Definitions of Quality
Quality theorists and policies define quality in different ways; specifically:
- The degree to which a set of inherent characteristics fulfils requirements (ISO)
- Conformance to requirements (Philip Crosby)
- Fitness for use (Joseph Juran)
The Project Management Institute (PMI) follows the International Standard Organization (ISO) definition; however, project managers can more readily relate to the description that defines quality as, ‘the degree to which the project fulfils requirements’.
The Role of Project Quality Management
Project management involves applying knowledge and skills, as well as tools and techniques to project activities to achieve the project’s goals i.e. to fulfil the requirements for which it was undertaken. It is only by understanding the ‘cost of quality’ during planning and by following stringent quality standards, that a project can achieve this. The activities related to maintaining high-quality management of a project and its deliverables incur an associated cost. During planning, a cost-benefit analysis needs to be carried out to ensure that the cost of the quality activity does not exceed the expected benefit.To have a deeper understanding of PM, its roles and responsibilities, check Project Management professional certification.
To ensure adherence to the quality policy, both proactive and reactive actions need to be undertaken during the lifetime of a project. Proactive activities include quality assurance audits, training, documentation of processes, use of appropriate equipment and sufficient time to do planned work; whereas reactive activities consist of quality control inspections, measurements and testing. Losses related to destructive testing are also included here.

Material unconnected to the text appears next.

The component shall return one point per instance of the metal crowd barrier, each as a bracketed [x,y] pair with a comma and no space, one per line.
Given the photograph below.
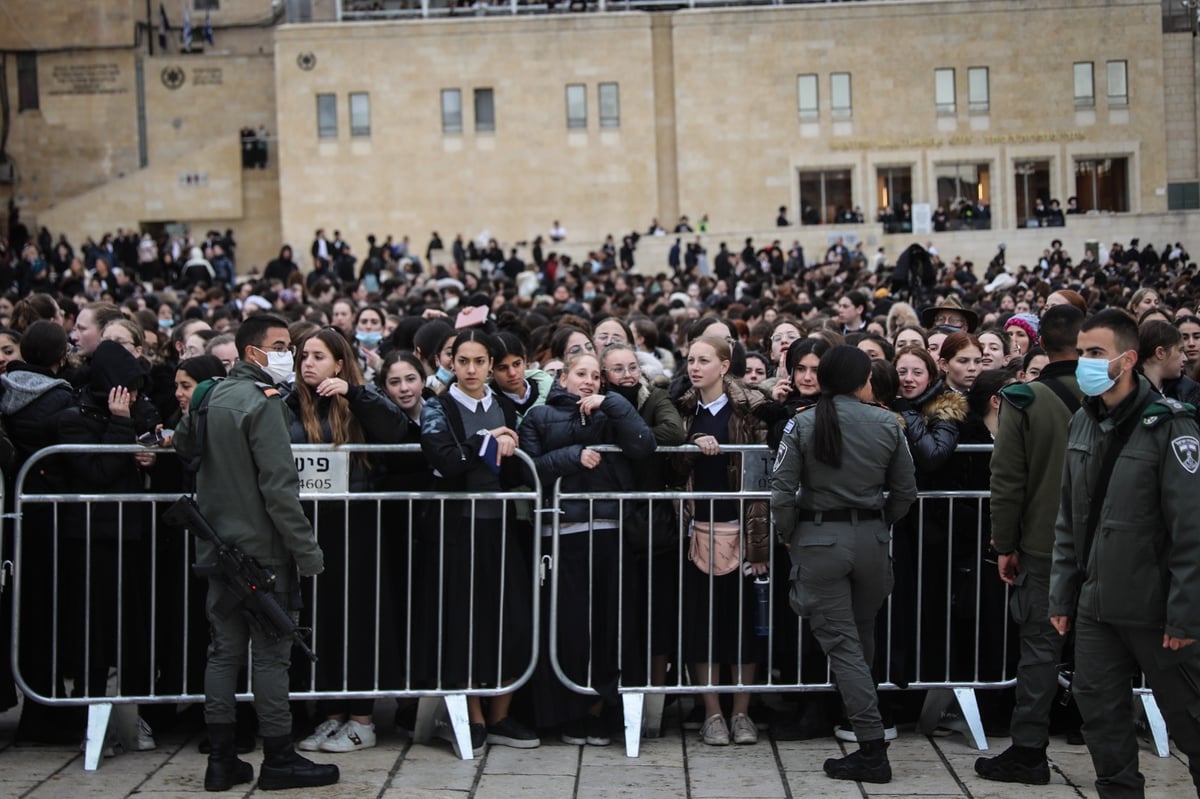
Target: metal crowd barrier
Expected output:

Given, there is a failure to maintain desired quality during the execution of a project, the organization would then become liable for both internal and external failure costs. Internal failure costs include rework associated with rectification of errors or costs related to scrapping of completed but unacceptable work. External failure costs could consist of rectification or replacement of defective items under warranty schemes and exposure to liabilities. Additionally, the reputation of the company would suffer, leading to a reduction of goodwill and ultimately loss of business.
Cost of Quality
Both costs of conformance as well as those of non-conformance form part of the ‘Cost of Quality’. It is self-evident that the latter far outweighs the former; hence modern quality management theories emphasize planning, designing and building into a project, rather than on inspecting quality in the management or deliverables of a project.
Benefits of meeting Quality Requirements
An understanding of the various components of the ‘Cost of Quality’ enables the project manager to primarily focus on conformance activities, in order to reduce the impact of non-conformance. The recent trouble that Samsung experienced due to an exploding battery in the Note 7 mobile phone, is a perfect example of the negative impact on a company’s reputation and bottom line, of a failure in adhering to quality standards. The benefits of meeting quality requirements include reduced rework and scrap, higher productivity, lower costs and increased customer satisfaction.